To clarify I'm not looking for someone to tell me what to do. I'm interested in peoples thoughts given my position.
The situation:
Me: I'm married, we're looking to start a family and currently don't have a house or car.
Work: I'm a co-founder of a SaaS company and my fellow co-founders have different view points that mine, which are rooted in a fundamental understanding of how people should be treated. I believe in investing in the work place environment and individuals; they do not. They wish to spend as little as possible and get as much as possible.
Now, the company has been going for a few years and has grown from 4 to 10 full time staff. However, my co-founders do not communicate with me and don't make me feel included at all. Now some of this comes down to the fact that I was, and to some extent still am, depressed. I'm a hell of a lot better than i was. I took 2 months off work to centre myself again and mend the relationship with my wife. We are both much much happier.
Since i've been back at work, little effort has been made toward me to bring me up to date on what's happened etc and the first week i was back i wasn't even told that the other co-founders were going on a business trip for meetings for most of the week - seems like a pretty reasonable thing to tell me.
My wife is terrified of the potential consequences of leaving but I feel like the risks of staying far outweigh any risk of the unknown. I'm currently on a massively sub-par salary (which I was ok with but now I'm starting a family it's not enough; this was in an effort to reduce costs to extend company runway (something else that I don't believe in but that's another discussion.) and another reason why I'm not receiving a reasonable salary is because we haven't hit revenue target and thus are not yet break-even.
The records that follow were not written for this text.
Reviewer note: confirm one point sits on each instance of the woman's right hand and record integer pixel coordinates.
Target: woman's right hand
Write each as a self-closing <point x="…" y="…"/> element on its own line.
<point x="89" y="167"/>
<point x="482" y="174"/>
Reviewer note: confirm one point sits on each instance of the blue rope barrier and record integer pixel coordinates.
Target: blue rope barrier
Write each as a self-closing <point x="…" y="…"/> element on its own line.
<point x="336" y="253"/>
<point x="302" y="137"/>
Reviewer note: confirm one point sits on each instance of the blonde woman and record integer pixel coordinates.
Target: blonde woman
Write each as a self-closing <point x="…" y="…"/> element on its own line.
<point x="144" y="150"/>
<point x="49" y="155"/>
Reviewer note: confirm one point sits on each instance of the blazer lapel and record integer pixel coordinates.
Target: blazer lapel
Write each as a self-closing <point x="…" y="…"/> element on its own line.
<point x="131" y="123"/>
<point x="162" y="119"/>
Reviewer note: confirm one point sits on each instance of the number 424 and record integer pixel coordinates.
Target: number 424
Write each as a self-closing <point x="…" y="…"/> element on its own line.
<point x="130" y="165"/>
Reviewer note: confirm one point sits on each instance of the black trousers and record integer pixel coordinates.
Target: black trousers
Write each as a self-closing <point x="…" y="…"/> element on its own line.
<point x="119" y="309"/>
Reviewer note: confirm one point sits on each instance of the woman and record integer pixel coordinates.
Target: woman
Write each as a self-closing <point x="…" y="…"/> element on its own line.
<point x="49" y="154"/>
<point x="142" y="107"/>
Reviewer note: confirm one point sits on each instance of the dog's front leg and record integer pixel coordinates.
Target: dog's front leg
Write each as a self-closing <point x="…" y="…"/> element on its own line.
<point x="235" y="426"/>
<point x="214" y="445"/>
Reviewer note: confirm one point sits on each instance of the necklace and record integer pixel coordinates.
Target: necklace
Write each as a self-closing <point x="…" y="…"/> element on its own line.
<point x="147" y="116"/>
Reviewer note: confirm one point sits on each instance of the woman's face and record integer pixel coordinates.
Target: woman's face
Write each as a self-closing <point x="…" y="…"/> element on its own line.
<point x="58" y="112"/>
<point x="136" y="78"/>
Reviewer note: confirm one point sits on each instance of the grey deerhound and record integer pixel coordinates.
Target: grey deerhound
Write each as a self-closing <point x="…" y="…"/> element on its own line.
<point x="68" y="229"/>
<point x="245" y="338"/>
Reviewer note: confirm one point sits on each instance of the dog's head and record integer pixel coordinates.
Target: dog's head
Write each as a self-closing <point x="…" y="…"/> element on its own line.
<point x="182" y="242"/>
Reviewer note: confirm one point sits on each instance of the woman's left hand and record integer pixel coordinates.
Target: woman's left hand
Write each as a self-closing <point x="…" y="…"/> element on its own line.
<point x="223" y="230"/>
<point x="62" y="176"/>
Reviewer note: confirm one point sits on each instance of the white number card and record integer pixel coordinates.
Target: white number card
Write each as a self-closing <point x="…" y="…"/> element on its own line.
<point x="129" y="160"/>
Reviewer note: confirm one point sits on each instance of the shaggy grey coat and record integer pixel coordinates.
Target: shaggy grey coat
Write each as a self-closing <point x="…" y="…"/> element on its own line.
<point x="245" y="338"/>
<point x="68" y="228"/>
Any questions or things you want me to clarify please ask, i'll update the question. Any advice/help would be greatly appreciated.
Disclaimer: This is my decision and as such no-one who answers would be ridiculed and sued or anything like that. I take on the responsibility that this is my decision and mine alone. I care about the opinions of people on this site and thus am in need these opinions and thoughts and perspectives i may have missed.
Update (Mark): I used to make all the sacrifices, 7 days a week, my phone never turning off, my salary and there won't be a significant return for 2-3 years.
Update (Milica):
Unfortunately I've been telling them and trying to fix it for well over a year. They won't change. I have had to chase them for information for a long time; they don't freely come to me with information like I do with them.